This work was intended to enhance Easter season at a local church in Loveland, Colorado.
'Now the green blade riseth' by J M C Crum (1872-1958) [altd]. Extract reproduced by permission of Oxford University Press. All rights reserved.
"The term liturgy is derived from the composite Greek word λειτουργία, meaning a public duty or a work undertaken by a citizen for the state. Today the term liturgy is applied to the public worship of the Church and is generally distinguished from private devotion, which occurs outside of the official community worship. Liturgical art ... has little or nothing to do with beauty. It is not decoration. Liturgical art is a visual aid for worship designed, one hopes, to be an integral part of liturgy. Liturgical art at its most edifying expresses the historic church, her traditions, theology and Scripture. It is not in the category of personal work that seeks to express an individual artist and that artist's point of view. At its ideal, liturgical art is made and used within an atmosphere of prayer, ushering the people of God, and the artist included, into an authentic experience of worship." (ecva.org.)
"The artistic value of a piece of art within the context of worship becomes precisely its value as an aid to worship. The extent to which it aids worship - not drawing attention to itself but instead directing us to the holy - is its primary artistic value in that context." (Bruce Benson, Liturgy as a Way of Life.)

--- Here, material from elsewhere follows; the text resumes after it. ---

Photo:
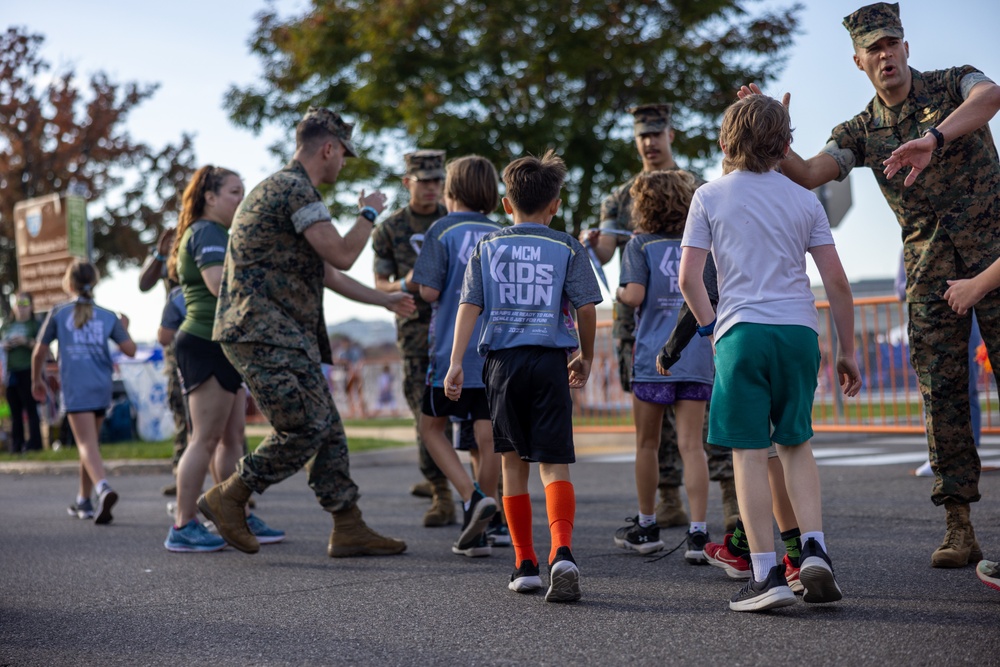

It is a privilege to participate in making art and/or music that can be used within the church or used by individuals of the same worshipping body in order to bring unity and focus - participating in "an action by which a group of people become something corporately which they had not been as a mere collection of individuals - a whole greater than the sum of its parts." (Alexander Schmemann, For the Life of the World.)